Filter or delete data from (time)table depending of missing values

Question

0 votes

sample.txt

Hello dear community (from which I already read a lot - thank you).

I've got datasets (solar irradiation - GHI) for approx. 4 years with a 10mn timestep ; and it's full of holes. I need to get a hourly average of GHI and I want to exclude/delete any "hour" that hasn't 6 GHI values (for 0, 10, 20, 30, 40 and 50 minutes within eah hour, of each day, of each month, of each year).

I joined a sample of one dataset. I already know how to correct some flaws of the file, like to round some datetime value that are for exemple (HH:MM:SS) 10:09:59 instead of 10:10:10 (with dateshift 'start','minute','nearest').

I already tried "retime" by creating a timetable, filled with NaN values for missing GHI but this is not convenient as I also need access to the datetime vector (once filtered) for comparisons with other datasets. Is there anyway to avoid a loop (datasets sizes vary from 200k to 300k rows) ? If not, a hint would be appreciated.

Thank you very much

10 Comments
Show 8 older comments Hide 8 older comments

Walter Roberson on 10 Apr 2021

Open in MATLAB Online

Snan = @(v)sum(v) + 0/(numel(v)==6);
datasum = rmmissing(retime(data, 'hourly', Snan));

(This was a bit more difficult to develop than might appear from the code.)

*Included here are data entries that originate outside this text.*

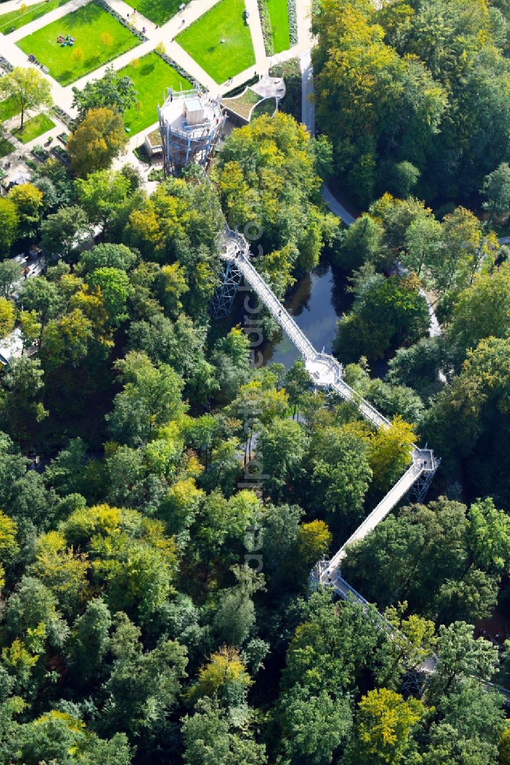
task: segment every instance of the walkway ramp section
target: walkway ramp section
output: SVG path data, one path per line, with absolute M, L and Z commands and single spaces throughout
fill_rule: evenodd
M 360 539 L 364 539 L 367 534 L 373 531 L 378 523 L 380 523 L 386 517 L 390 510 L 400 502 L 402 497 L 405 496 L 413 486 L 413 483 L 421 475 L 424 469 L 420 450 L 417 450 L 413 454 L 413 464 L 411 466 L 406 470 L 402 477 L 391 487 L 387 494 L 383 497 L 379 504 L 374 507 L 370 515 L 367 516 L 365 520 L 358 526 L 355 532 L 351 535 L 338 552 L 332 558 L 329 566 L 330 576 L 336 574 L 337 569 L 339 568 L 342 558 L 345 557 L 347 545 L 352 544 L 354 542 L 358 542 Z M 334 578 L 334 577 L 332 576 L 332 578 Z M 326 574 L 325 581 L 327 581 L 328 577 Z

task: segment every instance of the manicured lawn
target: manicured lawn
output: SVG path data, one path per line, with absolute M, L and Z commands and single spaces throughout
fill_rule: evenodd
M 134 7 L 142 16 L 161 27 L 162 24 L 175 15 L 181 2 L 182 0 L 137 0 Z
M 221 0 L 175 37 L 218 83 L 255 63 L 251 32 L 250 25 L 244 23 L 244 0 Z
M 267 0 L 267 10 L 271 21 L 274 52 L 286 50 L 290 47 L 287 0 Z
M 191 83 L 155 53 L 148 54 L 139 59 L 139 62 L 138 67 L 128 64 L 119 70 L 121 76 L 127 75 L 131 77 L 138 93 L 136 97 L 140 102 L 139 109 L 133 106 L 124 115 L 126 126 L 133 135 L 158 122 L 156 106 L 163 103 L 163 93 L 166 94 L 167 87 L 175 90 L 182 87 L 183 90 L 187 90 L 191 86 Z
M 101 42 L 104 33 L 113 38 L 111 44 L 105 46 Z M 74 45 L 61 47 L 57 42 L 59 34 L 75 37 Z M 48 67 L 50 74 L 57 82 L 67 85 L 139 43 L 138 37 L 111 14 L 95 2 L 90 2 L 23 37 L 16 44 L 27 55 L 34 54 Z M 75 60 L 73 55 L 76 56 L 79 50 L 82 51 L 83 57 Z
M 25 122 L 22 132 L 20 132 L 19 128 L 16 128 L 12 131 L 12 135 L 21 143 L 28 143 L 54 126 L 55 123 L 46 114 L 38 114 Z
M 10 11 L 0 16 L 0 32 L 2 34 L 8 34 L 15 29 L 24 27 L 25 24 L 34 21 L 36 18 L 41 18 L 50 11 L 54 11 L 56 8 L 65 5 L 67 2 L 69 2 L 69 0 L 48 0 L 48 2 L 43 0 L 42 2 L 36 2 L 34 5 L 28 5 L 26 12 L 23 14 L 20 11 L 21 5 L 18 5 L 15 11 Z
M 14 151 L 14 146 L 7 138 L 0 138 L 0 157 L 6 157 L 11 151 Z
M 19 114 L 21 109 L 11 96 L 0 101 L 0 120 L 5 122 L 6 119 L 10 119 L 15 115 Z

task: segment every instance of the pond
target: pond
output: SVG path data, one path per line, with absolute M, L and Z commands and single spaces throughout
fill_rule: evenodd
M 285 301 L 285 308 L 316 350 L 332 352 L 336 322 L 348 309 L 351 296 L 345 292 L 343 275 L 329 265 L 319 265 L 297 282 Z M 289 368 L 299 353 L 286 335 L 280 333 L 261 348 L 264 363 Z

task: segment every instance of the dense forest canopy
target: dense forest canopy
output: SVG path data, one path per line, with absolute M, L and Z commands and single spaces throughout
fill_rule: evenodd
M 0 765 L 510 763 L 500 6 L 321 0 L 322 134 L 260 117 L 150 193 L 112 166 L 136 93 L 108 69 L 70 167 L 0 197 Z M 225 221 L 280 300 L 319 262 L 347 285 L 333 353 L 387 427 L 256 361 L 279 327 L 247 285 L 211 320 Z M 430 497 L 347 546 L 368 602 L 312 586 L 426 443 Z
M 384 191 L 469 198 L 510 158 L 505 3 L 320 0 L 317 118 L 335 170 L 366 206 Z

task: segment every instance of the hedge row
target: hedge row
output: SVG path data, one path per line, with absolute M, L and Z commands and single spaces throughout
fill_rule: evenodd
M 259 81 L 258 74 L 255 74 L 253 77 L 250 77 L 249 80 L 245 80 L 244 83 L 240 85 L 237 85 L 235 88 L 232 88 L 231 90 L 227 90 L 227 93 L 224 93 L 221 98 L 233 98 L 234 96 L 240 96 L 244 90 L 246 90 L 247 87 L 250 85 L 254 85 Z
M 297 45 L 297 12 L 296 11 L 296 0 L 287 0 L 287 13 L 289 15 L 289 35 L 290 37 L 290 47 Z
M 108 13 L 110 13 L 110 15 L 113 17 L 113 18 L 116 18 L 117 21 L 119 21 L 119 24 L 122 24 L 123 27 L 126 27 L 126 29 L 129 29 L 131 34 L 134 34 L 135 37 L 138 37 L 138 39 L 140 40 L 142 43 L 145 43 L 147 41 L 147 40 L 149 40 L 149 37 L 145 37 L 143 32 L 140 32 L 136 28 L 136 27 L 133 27 L 132 24 L 129 24 L 129 22 L 127 21 L 127 19 L 124 18 L 124 16 L 121 15 L 121 14 L 119 13 L 117 13 L 116 11 L 114 11 L 112 6 L 108 5 L 106 0 L 95 0 L 95 2 L 97 3 L 98 5 L 100 5 L 101 8 L 103 8 L 105 11 L 107 11 Z
M 273 31 L 271 31 L 271 20 L 269 11 L 267 10 L 267 2 L 266 0 L 257 0 L 257 2 L 259 5 L 259 16 L 260 17 L 262 34 L 264 38 L 266 55 L 272 56 L 274 53 L 274 46 L 273 44 Z M 294 8 L 296 8 L 296 6 L 294 6 Z
M 57 106 L 57 104 L 54 104 L 53 113 L 57 119 L 64 122 L 67 128 L 69 128 L 70 130 L 73 129 L 74 121 L 70 114 L 67 114 L 65 109 L 62 109 L 61 106 Z
M 168 63 L 172 69 L 175 69 L 177 73 L 180 74 L 181 77 L 184 77 L 189 83 L 196 82 L 195 77 L 192 77 L 191 75 L 189 73 L 189 72 L 187 72 L 185 69 L 184 69 L 179 63 L 177 63 L 177 61 L 174 61 L 172 56 L 168 56 L 167 53 L 159 53 L 158 50 L 155 50 L 154 52 L 158 56 L 159 56 L 160 58 L 162 58 L 164 61 L 166 61 L 166 63 Z M 197 83 L 197 84 L 200 85 L 201 88 L 204 88 L 204 86 L 201 84 L 201 83 Z
M 0 56 L 0 67 L 4 69 L 6 72 L 11 72 L 14 67 L 10 63 L 6 58 L 3 56 Z

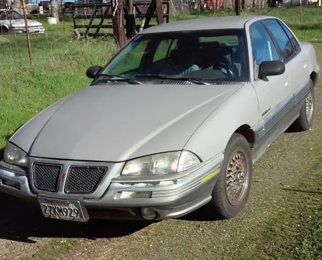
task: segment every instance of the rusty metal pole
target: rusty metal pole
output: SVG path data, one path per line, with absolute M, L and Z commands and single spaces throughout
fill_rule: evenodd
M 302 0 L 300 0 L 300 12 L 301 15 L 301 24 L 303 23 L 303 15 L 302 14 Z
M 29 38 L 29 29 L 28 29 L 28 22 L 27 21 L 27 7 L 25 0 L 22 0 L 23 8 L 24 9 L 24 16 L 25 17 L 25 25 L 26 26 L 26 35 L 27 36 L 27 44 L 28 46 L 28 52 L 29 53 L 29 60 L 30 65 L 32 65 L 32 58 L 31 57 L 31 50 L 30 47 L 30 38 Z

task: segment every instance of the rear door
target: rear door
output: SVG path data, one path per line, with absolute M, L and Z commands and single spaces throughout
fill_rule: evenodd
M 292 71 L 290 79 L 290 90 L 293 92 L 304 83 L 307 74 L 307 66 L 305 56 L 300 55 L 299 44 L 293 35 L 281 22 L 277 19 L 265 20 L 263 24 L 269 30 L 275 40 L 286 69 Z M 294 73 L 296 71 L 296 73 Z

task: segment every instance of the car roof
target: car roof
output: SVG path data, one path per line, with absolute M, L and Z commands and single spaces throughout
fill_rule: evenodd
M 267 16 L 231 16 L 209 17 L 164 23 L 143 30 L 140 34 L 181 31 L 194 31 L 222 29 L 242 29 L 246 22 L 267 18 L 276 19 Z

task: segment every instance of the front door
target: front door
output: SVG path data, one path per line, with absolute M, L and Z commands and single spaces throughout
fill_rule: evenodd
M 274 42 L 260 22 L 250 27 L 253 64 L 256 68 L 265 61 L 282 60 Z M 256 73 L 256 69 L 254 68 Z M 292 102 L 290 70 L 281 75 L 256 79 L 253 86 L 259 101 L 260 122 L 255 127 L 259 140 L 254 152 L 258 157 L 282 133 L 286 126 L 285 115 Z M 256 75 L 255 77 L 256 78 Z

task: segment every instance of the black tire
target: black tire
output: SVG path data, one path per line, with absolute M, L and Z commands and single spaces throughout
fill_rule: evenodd
M 309 96 L 310 95 L 311 98 L 311 112 L 308 118 L 306 115 L 306 103 L 308 101 Z M 309 102 L 308 103 L 308 104 Z M 312 126 L 312 122 L 313 120 L 313 116 L 314 114 L 314 85 L 312 80 L 310 79 L 310 92 L 307 95 L 305 102 L 303 104 L 302 108 L 300 110 L 300 114 L 297 119 L 295 121 L 293 124 L 292 127 L 294 127 L 294 130 L 297 131 L 306 131 L 310 129 Z
M 232 203 L 226 192 L 226 172 L 231 158 L 237 153 L 241 153 L 245 158 L 246 178 L 239 201 Z M 217 219 L 229 219 L 242 211 L 246 205 L 253 178 L 252 152 L 248 142 L 243 135 L 235 133 L 232 134 L 227 144 L 224 156 L 218 179 L 211 194 L 211 200 L 204 208 L 209 216 Z

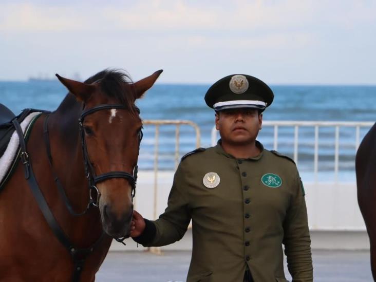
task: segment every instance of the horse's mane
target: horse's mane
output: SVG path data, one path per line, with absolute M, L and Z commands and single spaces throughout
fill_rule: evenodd
M 130 78 L 123 71 L 106 69 L 89 78 L 84 82 L 87 84 L 98 83 L 103 94 L 115 98 L 127 110 L 134 113 L 136 94 L 131 86 L 132 81 Z M 68 93 L 58 110 L 65 111 L 65 109 L 71 108 L 74 104 L 78 103 L 74 95 Z

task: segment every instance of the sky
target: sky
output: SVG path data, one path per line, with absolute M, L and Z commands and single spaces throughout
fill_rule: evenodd
M 376 85 L 374 0 L 2 0 L 0 80 Z

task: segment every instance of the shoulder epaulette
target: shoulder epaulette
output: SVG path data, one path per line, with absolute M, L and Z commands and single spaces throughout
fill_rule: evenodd
M 197 149 L 193 150 L 193 151 L 191 151 L 189 153 L 187 153 L 185 155 L 184 155 L 184 156 L 183 156 L 181 157 L 181 159 L 180 159 L 180 161 L 182 161 L 185 158 L 186 158 L 187 157 L 188 157 L 189 156 L 191 156 L 191 155 L 193 155 L 194 154 L 196 154 L 196 153 L 198 153 L 200 152 L 203 152 L 206 149 L 206 148 L 202 148 L 200 147 L 197 148 Z
M 275 150 L 272 150 L 270 152 L 272 152 L 274 155 L 278 156 L 278 157 L 281 157 L 282 158 L 285 158 L 285 159 L 287 159 L 288 160 L 291 161 L 292 162 L 295 163 L 295 161 L 294 161 L 294 160 L 291 159 L 290 157 L 288 157 L 287 156 L 286 156 L 285 155 L 282 155 L 279 152 L 278 152 Z

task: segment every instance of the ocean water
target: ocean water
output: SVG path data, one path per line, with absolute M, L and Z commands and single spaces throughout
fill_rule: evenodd
M 144 98 L 138 100 L 144 120 L 187 120 L 198 125 L 201 146 L 211 145 L 211 133 L 214 122 L 214 111 L 203 97 L 210 85 L 156 84 Z M 376 86 L 271 85 L 275 99 L 264 115 L 264 121 L 376 121 Z M 53 110 L 66 95 L 58 81 L 0 82 L 0 103 L 14 112 L 32 107 Z M 158 167 L 174 169 L 175 126 L 160 127 Z M 368 128 L 361 130 L 361 139 Z M 187 126 L 180 127 L 179 156 L 196 147 L 194 130 Z M 334 171 L 334 128 L 320 129 L 319 172 Z M 153 169 L 154 163 L 155 127 L 145 126 L 139 158 L 140 170 Z M 290 157 L 293 155 L 293 128 L 281 128 L 278 131 L 278 151 Z M 264 127 L 258 139 L 272 149 L 273 128 Z M 303 173 L 313 170 L 314 129 L 299 129 L 298 167 Z M 355 130 L 341 128 L 340 143 L 340 172 L 353 177 L 354 169 Z

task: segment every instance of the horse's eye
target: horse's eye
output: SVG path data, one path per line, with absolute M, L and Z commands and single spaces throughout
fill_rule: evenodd
M 84 130 L 85 130 L 85 133 L 89 136 L 91 136 L 94 135 L 94 131 L 93 131 L 92 129 L 88 126 L 84 126 Z
M 142 130 L 140 130 L 138 131 L 138 139 L 140 141 L 141 141 L 142 139 L 142 136 L 143 136 L 143 133 L 142 133 Z

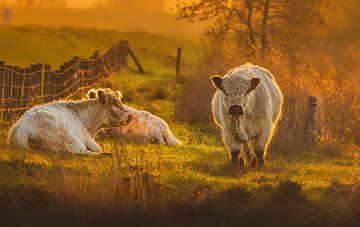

Note that this will treat partial hours (beginning / ending of data) as if the rest of the data is missing... which is true from one perspective.

Also note that this will always treat an hour entry as being the beginning of a new group of data. For example, 01:10, 01:20, 01:30, 01:40, 01:50, 02:00 would be treated as 5 entries for 01:xx and 1 entry for 02:xx and both hours would be declared as incomplete. If you want the exact hour to be treated with the previous hour, subtract 1 from the minutes (or seconds)

The 0/(numel(v)==6) is a hack to introduce a nan in the case where there are not exactly 6 elements, without coding a literal nan. Literal nans "pollute" the computation: you cannot, for example, eliminate a nan by saying NaN*0 .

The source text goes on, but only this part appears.